Chas Laborde (1886-1941) moved in the same circles as Marcel Vertès; both were friends of the writer Pierre Mac Orlan (who also wrote the text for Lucien Boucher’s Boutiques). Laborde was born in Buenos Aires, to French parents. His given name was Charles, but he always worked as Chas. With Jean-Émile Laboureur, Chas Laborde was quick to incorporate elements of cubism in his work, especially in his colour etchings for Juliette au pays des hommes by Jean Giraudoux, from which this jaunty image comes. It was printed by Roger Lacourière. Pierre Mac Orlan said that Chas Laborde – who was gassed in the trenches in WWI - died of a broken heart when he saw the German army march past on the Place d’Étoile in 1941.


Édouard Goerg, Mending a car
Original etching, 1926

In this etching by Édouard Goerg (1893-1969), it takes a while before you notice the legs sticking out from underneath the bonnet. This is an early etching by Goerg. It comes from a suite of his etchings for a black comedy, Knock ou le Triomphe de la médecine by Jules Romains. 299 copies of this book were printed, of which 11 had the etchings in three states, and 28 in two states. The existence of separate suites of the definite state of the etchings is not recorded, and my suite, printed on Arches laid paper, is a real rarity. In 1913-14 Goerg studied at the Académie Ranson under the Nabis painters Maurice Denis and Paul Sérusier. He was mobilised in WWI until 1919. Goerg was introduced to etching by Jean-Émile Laboureur in the 1920s, and became one of the foremost printmakers in twentieth-century France – President of the Société des Peintres-Graveurs Français, and professor etching at the École des Beaux-Arts, Paris. Like Chas Laborde, this very French artist was born abroad, in Sydney, Australia.
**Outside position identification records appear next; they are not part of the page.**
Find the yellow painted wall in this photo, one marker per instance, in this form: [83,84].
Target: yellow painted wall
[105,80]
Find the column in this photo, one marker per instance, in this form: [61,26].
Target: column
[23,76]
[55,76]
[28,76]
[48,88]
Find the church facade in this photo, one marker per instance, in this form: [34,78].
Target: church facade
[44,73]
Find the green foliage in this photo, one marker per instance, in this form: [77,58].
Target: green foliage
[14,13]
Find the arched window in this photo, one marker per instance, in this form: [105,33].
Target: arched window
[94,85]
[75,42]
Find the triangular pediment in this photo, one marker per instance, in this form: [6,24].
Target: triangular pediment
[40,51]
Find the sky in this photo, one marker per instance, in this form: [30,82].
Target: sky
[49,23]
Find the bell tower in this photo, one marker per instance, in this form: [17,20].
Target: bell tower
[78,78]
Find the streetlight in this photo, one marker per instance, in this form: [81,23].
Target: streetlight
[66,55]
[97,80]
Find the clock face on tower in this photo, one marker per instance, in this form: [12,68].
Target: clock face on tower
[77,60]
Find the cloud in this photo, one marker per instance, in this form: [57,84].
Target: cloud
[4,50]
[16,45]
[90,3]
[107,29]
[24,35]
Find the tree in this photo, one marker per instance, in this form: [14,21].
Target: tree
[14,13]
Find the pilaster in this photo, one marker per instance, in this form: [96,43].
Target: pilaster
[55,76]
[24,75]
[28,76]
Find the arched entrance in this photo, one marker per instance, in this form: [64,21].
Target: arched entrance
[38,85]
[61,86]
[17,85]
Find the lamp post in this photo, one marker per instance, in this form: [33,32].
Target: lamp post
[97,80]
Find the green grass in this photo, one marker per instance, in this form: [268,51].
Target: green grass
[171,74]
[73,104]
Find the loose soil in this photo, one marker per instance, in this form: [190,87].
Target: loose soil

Charles-Auguste Edelmann, Nuits des Princes
Original etching, 1927

Charles-Auguste Edelmann (1879-1950) is a more obscure figure than the others, but I like his work very much. I have etchings and drypoints by Edelmann. All three of the etchings reproduced here were made for the novel Nuits des Princes by Joseph Kessel, which dealt with East European émigrés living the highlife in post-war Paris. They were printed – as was the Goerg etching – by the master printer Robert Coulouma.


Charles-August Edelmann, The chauffeur
Original etching, 1927

Charles-Auguste Edelmann was born in Soultz-sous-Forêt, Alsace Lorraine, but settled in Montmartre, where he became a subtle chronicler of Paris in the jazz age. Charles-Auguste Edelmann studied under Gérôme and Humbert at the École des Beaux-Arts, Paris. He exhibited at the Salon des Artistes Français and at the Union des Artistes Alsaciens.


Charles-Auguste Edelmann, Men and women in the street
Original etching, 1927

1 comment:

Anonymous said...

This makes me wonder - is it the cars themselves or the way they stimulated the artists? I was originally attracted to the work of Australian artist Clarice Beckett by her 1920s cars emerging from the mists. Your Lucien Boucher pieces are more distinctive than his advertisements. More please. Also, if you check out the ever resourceful Mariana's Art Deco blog (20 July 2008), there is a print "Garage Marbeuf-Paris" by Albert Laprade from 1928. It must be one of the first parking garages?